La Cassazione, con sentenza n. 17373 del 13 luglio 2017, chiarisce quale regime applicare in caso di licenziamento disciplinare illegittimo durante la prima fase, formativa, del contratto di apprendistato: le tutele previste per il rapporto di lavoro a termine o quelle per il rapporto a tempo indeterminato?

 

Un apprendista tornitore impugnava il licenziamento intimatogli per ragioni disciplinari, chiedendo la condanna del datore di lavoro al pagamento delle differenze di retribuzione maturate per lavoro straordinario, delle retribuzioni del TFR che avrebbe percepito lavorando fino alla conclusione del contratto di apprendistato e del danno derivato dalla mancata formazione. Il giudice di primo grado accoglieva la domanda limitatamente al pagamento del risarcimento derivante dall’illegittimità del licenziamento, respingendola nel resto. La Corte di Appello rigettava il ricorso della società datrice di lavoro, portato a seguito della sentenza di primo grado. Stante questa ulteriore pronuncia sfavorevole, la società adiva la Corte di Cassazione.

 

La società sosteneva come la disciplina del licenziamento da applicare fosse quella prevista dalla L. n. 604/1966 per il lavoratore a tempo indeterminato.
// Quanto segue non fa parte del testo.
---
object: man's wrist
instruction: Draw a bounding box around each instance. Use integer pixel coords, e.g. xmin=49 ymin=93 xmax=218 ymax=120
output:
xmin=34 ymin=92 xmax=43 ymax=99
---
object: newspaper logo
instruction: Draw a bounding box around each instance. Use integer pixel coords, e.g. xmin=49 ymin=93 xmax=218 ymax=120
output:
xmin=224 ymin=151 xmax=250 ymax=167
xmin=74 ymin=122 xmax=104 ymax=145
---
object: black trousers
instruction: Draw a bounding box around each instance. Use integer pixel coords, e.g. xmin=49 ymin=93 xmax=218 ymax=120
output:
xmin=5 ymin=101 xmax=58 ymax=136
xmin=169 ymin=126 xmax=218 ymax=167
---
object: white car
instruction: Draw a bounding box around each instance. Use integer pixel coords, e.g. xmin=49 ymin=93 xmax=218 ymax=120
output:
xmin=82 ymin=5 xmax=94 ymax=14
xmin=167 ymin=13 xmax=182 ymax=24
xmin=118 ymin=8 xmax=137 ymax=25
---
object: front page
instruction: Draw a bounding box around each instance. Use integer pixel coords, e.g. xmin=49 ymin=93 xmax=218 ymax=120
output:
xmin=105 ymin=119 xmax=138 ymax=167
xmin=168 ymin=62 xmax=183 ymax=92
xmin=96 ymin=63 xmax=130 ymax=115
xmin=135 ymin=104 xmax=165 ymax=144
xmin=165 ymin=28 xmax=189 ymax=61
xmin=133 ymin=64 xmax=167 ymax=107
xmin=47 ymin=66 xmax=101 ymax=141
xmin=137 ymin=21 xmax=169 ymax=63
La Suprema Corte ritiene fondato il motivo, sottolineando che la fattispecie di causa è regolata ratione temporis dalla L. n. 25/1955, che dà origine ad un rapporto di lavoro subordinato a tempo indeterminato. La Cassazione precisa come il contratto di apprendistato sia un rapporto di lavoro bi-fasico, nel quale la prima fase è contraddistinta da una causa mista (allo scambio tra prestazione di lavoro e retribuzione si aggiunge lo scambio tra attività lavorativa e formazione professionale), mentre la seconda fase rientra nell’ordinario assetto del rapporto di lavoro subordinato. I giudici della Corte affermano, quindi, l’inapplicabilità all’apprendistato, in caso di recesso durante il periodo formativo, della disciplina del licenziamento prevista per il lavoro a termine. Tale conclusione trova riscontro nelle due sentenze additive della Corte Cost., la n. 169 del 28 novembre 1973 e la n. 14 del 4 febbraio 1970, per effetto delle quali l’intero pacchetto di norme della L. n. 604/66 è stato esteso all’apprendistato.

In conclusione, la Suprema Corte afferma che il giudice del merito ha erroneamente applicato all’apprendistato una disciplina diversa da quella risultante dalla sua natura di rapporto a tempo indeterminato, e cassa la sentenza impugnata.